New analysis by the Labour Party reveals over 5,500 pubs and bars have closed in the UK since the Tories entered government in 2010 – one pub or bar every 14 hours.
The number of pubs and bars has fallen in every region and nation of the UK.
Labour is today warning that the Tories risk further closures of pubs and bars, accelerating job losses and damaging high streets and night life across the country, if they press ahead with their blanket withdrawal of the furlough scheme.
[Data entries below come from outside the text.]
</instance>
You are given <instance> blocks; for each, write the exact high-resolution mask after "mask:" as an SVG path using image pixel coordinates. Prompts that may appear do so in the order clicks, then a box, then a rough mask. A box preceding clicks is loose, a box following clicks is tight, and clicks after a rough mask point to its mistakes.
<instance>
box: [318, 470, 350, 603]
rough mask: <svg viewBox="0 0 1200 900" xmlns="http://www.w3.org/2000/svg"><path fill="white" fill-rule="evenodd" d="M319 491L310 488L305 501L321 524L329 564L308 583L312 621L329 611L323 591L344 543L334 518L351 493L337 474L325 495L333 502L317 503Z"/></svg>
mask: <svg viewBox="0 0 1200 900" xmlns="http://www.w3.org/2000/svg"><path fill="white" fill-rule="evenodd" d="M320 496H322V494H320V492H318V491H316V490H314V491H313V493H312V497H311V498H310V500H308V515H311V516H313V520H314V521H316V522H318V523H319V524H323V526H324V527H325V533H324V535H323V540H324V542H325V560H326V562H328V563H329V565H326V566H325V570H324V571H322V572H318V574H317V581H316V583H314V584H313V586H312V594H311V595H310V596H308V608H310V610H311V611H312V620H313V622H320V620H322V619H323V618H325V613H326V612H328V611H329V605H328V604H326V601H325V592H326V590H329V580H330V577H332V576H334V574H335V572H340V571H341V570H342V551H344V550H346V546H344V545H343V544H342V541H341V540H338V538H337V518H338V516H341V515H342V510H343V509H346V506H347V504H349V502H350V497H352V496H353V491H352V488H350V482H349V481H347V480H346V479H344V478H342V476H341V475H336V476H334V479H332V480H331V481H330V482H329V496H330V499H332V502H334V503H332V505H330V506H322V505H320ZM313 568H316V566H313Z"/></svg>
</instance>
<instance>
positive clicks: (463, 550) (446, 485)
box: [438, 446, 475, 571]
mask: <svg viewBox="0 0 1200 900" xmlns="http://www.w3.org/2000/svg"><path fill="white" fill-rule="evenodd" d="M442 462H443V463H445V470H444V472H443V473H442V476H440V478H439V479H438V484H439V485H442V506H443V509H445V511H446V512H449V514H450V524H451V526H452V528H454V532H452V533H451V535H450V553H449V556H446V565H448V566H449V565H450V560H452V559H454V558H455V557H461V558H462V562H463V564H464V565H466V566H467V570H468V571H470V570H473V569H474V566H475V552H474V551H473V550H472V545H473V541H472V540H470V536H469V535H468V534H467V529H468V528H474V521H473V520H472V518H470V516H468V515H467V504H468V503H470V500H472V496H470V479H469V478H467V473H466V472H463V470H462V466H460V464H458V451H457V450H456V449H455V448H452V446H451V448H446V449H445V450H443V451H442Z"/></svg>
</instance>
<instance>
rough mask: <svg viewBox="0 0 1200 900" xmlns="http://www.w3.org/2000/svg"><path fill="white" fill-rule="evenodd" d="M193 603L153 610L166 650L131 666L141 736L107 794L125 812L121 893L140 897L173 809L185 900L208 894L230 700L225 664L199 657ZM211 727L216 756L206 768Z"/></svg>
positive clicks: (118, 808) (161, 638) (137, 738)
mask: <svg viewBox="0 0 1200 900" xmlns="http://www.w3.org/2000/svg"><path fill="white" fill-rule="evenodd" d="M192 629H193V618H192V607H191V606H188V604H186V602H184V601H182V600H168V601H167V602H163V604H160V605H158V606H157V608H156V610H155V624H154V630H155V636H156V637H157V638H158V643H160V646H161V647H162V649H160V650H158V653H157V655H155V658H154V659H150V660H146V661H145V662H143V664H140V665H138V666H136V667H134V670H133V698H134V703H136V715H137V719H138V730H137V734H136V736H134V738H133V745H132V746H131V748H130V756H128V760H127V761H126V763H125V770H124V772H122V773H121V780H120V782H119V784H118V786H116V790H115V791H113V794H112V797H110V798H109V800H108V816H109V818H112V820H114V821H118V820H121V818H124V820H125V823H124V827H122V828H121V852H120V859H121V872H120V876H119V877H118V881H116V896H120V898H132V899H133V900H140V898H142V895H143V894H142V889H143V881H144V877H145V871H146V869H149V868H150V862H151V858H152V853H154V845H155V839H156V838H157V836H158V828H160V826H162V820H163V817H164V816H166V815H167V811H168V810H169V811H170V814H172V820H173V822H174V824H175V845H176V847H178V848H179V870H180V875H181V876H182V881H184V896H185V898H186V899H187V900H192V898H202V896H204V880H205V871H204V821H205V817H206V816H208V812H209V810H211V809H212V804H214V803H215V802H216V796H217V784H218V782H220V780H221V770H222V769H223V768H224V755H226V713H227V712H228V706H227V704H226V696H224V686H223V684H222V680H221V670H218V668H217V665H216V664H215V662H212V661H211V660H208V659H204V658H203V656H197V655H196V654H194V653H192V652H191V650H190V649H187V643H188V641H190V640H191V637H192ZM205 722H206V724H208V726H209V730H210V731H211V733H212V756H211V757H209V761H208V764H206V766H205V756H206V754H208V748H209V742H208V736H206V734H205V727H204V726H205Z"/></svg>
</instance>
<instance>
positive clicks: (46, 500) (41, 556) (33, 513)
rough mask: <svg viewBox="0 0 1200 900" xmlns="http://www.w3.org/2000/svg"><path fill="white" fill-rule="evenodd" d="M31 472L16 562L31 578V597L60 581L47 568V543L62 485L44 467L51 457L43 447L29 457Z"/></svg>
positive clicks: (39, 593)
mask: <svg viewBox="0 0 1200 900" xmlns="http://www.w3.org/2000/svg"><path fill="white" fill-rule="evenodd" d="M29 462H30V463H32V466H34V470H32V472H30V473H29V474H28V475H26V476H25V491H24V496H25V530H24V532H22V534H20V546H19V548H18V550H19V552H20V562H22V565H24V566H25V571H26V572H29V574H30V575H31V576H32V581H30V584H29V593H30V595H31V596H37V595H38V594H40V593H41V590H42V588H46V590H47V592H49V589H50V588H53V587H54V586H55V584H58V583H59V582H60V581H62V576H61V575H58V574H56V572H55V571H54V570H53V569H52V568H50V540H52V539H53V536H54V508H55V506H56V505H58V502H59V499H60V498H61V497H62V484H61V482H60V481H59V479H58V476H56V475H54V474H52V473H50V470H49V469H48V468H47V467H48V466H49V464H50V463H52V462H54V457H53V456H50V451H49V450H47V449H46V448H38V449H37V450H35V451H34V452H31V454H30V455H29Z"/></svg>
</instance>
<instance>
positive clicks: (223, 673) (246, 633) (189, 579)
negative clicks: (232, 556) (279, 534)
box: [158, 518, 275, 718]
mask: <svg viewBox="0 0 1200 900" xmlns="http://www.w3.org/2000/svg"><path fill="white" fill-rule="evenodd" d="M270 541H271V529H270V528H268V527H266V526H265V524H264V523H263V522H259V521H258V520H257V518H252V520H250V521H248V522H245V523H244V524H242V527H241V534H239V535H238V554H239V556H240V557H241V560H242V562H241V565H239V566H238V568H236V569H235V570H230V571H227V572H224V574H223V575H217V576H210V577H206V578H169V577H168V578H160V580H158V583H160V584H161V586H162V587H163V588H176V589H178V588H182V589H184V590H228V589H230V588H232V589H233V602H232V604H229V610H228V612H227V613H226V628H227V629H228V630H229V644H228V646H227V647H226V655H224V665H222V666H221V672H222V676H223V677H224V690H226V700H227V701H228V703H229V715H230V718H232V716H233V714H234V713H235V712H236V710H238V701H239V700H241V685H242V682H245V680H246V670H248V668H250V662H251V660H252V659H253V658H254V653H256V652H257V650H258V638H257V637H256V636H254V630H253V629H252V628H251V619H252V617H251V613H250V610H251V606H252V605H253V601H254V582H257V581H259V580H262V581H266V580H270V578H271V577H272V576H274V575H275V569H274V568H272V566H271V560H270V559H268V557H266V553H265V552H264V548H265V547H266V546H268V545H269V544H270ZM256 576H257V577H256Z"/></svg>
Pubs and bars have been hit hard by the coronavirus pandemic and are still operating with severe restrictions, yet the furlough scheme is now being withdrawn from all businesses alike ahead of a hard stop at the end of October.
The British Beer and Pub Association warned in August that over one third of pubs (37%) could not break even in their first month of reopening, whilst one in four pub and breweries said they didn’t think their business was sustainable past March 2021.
Labour is calling for furlough support to be extended and targeted at the industries still under threat, and for business grants underspend to be redeployed as part of a Hospitality and High Street Fightback Fund.
But the decline in pubs and bars is also a symptom of the government’s long-term neglect of the UK’s high streets and local businesses, with footfall down 10% since 2012 and around one in ten high street shops standing empty – even before coronavirus hit.
It also reflects general economic mismanagement, with the Tories presiding over the slowest recovery from recession on record and an unprecedented 12 years of wage stagnation.
Lucy Powell MP, Shadow Minister for Business and Consumers, said:
“Pubs are a vital part of our high streets and social fabric in communities up and down the country. They have been hard hit by the pandemic and Tory indifference and incompetence over many years means that many have gone to the wall.
“Ministers’ blanket approach to ending the furlough further threatens the future of many more. The furlough scheme must be extended for hard hit sectors to save jobs now, and a Hospitality and High Street fund so local areas can target support at businesses still in distress.”